Julie Mayfield, D-Buncombe
Yesterday: Democrat Julie Mayfield, an Atlanta native and “proven progressive,” says her campaign website, soundly defeated her Republican challenger, Bob Penland — 63% to 37% in November. It’s not surprising, considering her decidedly liberal district that includes Asheville, where she served on the City Council. The website mountaintrue lists her as its co-director, and she started with the nonprofit in 2018. The group, its site says, “envisions thriving communities in our mountain region that are connected to and help sustain both each other and our natural environment.” Gov. Beverly Perdue, the site says, in 2011 appointed Mayfield to the Mountain Resources Commission, which dissolved in 2013.

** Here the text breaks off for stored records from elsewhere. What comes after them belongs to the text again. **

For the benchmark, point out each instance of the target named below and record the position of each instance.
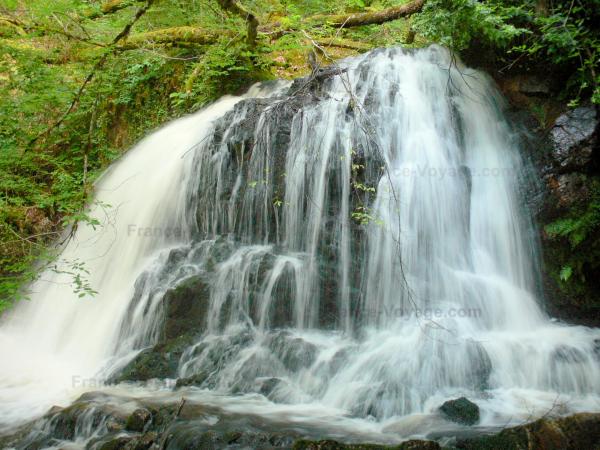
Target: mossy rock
(186, 307)
(334, 445)
(461, 410)
(576, 432)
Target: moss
(461, 411)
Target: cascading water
(359, 250)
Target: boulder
(461, 411)
(138, 420)
(574, 137)
(576, 432)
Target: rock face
(461, 411)
(91, 422)
(577, 432)
(574, 136)
(570, 216)
(185, 308)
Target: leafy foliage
(565, 35)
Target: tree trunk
(370, 18)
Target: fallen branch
(370, 18)
(175, 35)
(236, 8)
(112, 6)
(343, 43)
(113, 45)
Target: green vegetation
(581, 229)
(82, 80)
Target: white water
(446, 237)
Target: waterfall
(363, 245)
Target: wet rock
(461, 411)
(534, 85)
(295, 353)
(334, 445)
(269, 385)
(184, 314)
(480, 366)
(118, 443)
(574, 136)
(568, 355)
(567, 189)
(576, 432)
(186, 308)
(138, 420)
(149, 364)
(144, 442)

Today: Mayfield on her Facebook page wrote this about the mask mandate, saying the Republican leadership isn’t adhering to a rule from the governor that masks be worn in legislative buildings. “I find it unconscionable and irresponsible that the legislative leadership of our state Is unwilling to adhere to the law, model good behavior for our residents, and keep safe the people who work every day at the legislature.” Mayfield will serve on the committees for State and Local Government; Transportation; and Appropriations on Agriculture, Environment, and Natural Resources.

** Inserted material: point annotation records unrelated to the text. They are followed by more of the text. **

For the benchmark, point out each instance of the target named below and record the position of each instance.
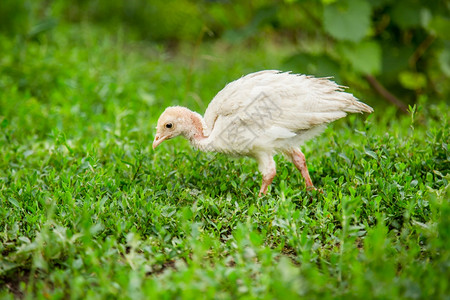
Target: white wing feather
(276, 106)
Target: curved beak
(158, 140)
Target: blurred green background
(396, 50)
(89, 211)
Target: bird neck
(195, 134)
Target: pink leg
(267, 180)
(266, 166)
(299, 160)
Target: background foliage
(405, 44)
(88, 210)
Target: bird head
(172, 122)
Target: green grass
(89, 210)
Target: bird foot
(313, 188)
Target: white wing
(290, 101)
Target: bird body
(260, 115)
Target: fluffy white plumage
(262, 114)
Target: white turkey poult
(260, 115)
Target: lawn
(89, 210)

Tomorrow: Mayfield supports the Green New Deal and, on her website, says she “will take on climate change and restore protections for air and water to keep our communities healthy and safe.” She wants to expand Medicaid, and expect Mayfield to side with Democrats on most “progressive” priorities. She received endorsement, for example, from the Sierra Club, Equality N.C., and several labor unions, including the N.C. Association of Educators.
Kevin Corbin, R-Macon
Yesterday: Republican Kevin Corbin got almost 67% of the vote in beating Democrat challenger Victoria Fox in November. He’s a familiar face, having served two terms in the N.C. House, beginning with the 2016 election. He served four years on the Appalachian State University Board of Trustees and is a past Chairman of the Macon County School Board, his campaign website says. He served six years on the Macon County Board of Commissioners, elected chairman his final four years on the board. He sponsored a slew of bills in this past legislative session, including a move to expedite occupational licenses for military spouses.

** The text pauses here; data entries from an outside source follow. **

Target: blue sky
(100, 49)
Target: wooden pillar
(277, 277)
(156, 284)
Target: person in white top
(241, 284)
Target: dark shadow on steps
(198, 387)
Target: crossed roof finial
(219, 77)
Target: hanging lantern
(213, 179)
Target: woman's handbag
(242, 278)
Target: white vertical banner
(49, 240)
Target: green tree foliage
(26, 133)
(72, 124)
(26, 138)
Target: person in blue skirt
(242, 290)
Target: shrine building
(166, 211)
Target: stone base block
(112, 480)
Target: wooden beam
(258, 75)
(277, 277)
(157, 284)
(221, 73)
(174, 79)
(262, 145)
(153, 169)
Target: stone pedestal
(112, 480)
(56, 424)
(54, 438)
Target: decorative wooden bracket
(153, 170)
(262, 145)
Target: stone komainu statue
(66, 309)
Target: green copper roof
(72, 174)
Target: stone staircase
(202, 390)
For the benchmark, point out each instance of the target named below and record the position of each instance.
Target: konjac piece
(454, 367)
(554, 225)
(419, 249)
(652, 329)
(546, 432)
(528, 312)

Today: Corbin lists individual liberty as a core issue, saying on his website: “I believe that individuals possess God-given inherent rights, and it is the job of the government to protect them and support equality under the law.” He’s fiscally conservative, running along N.C. Republican party lines. He’ll serve on the Senate’s committees for Commerce and Insurance, Education/Higher Education, and Appropriations on Education. Corbins owns two insurance agencies, the Corbin Agency is in Franklin and the Blue Ridge Insurance Group is in Seneca, South Carolina, his campaign website says. He’s also a founding member of the gospel group Blue Ridge.
Tomorrow: Corbin, a native of Macon County in the western mountains, will continue to be a strong advocate for the western part of the state, including Western Carolina University. He says, according to his website, that he’ll work to help residents there on issues such as broadband expansion and school safety. A primary focus, for Corbin and all lawmakers, really, is helping the state recover from the pandemic. Local newspaper The Franklin Press wrote of Corbin: [His] track record of teaming with other [lawmakers] representing rural regions across the state positions him well to continue championing rural needs. There is strength in numbers, and the state’s rural residents stand to benefit from a unified voice.”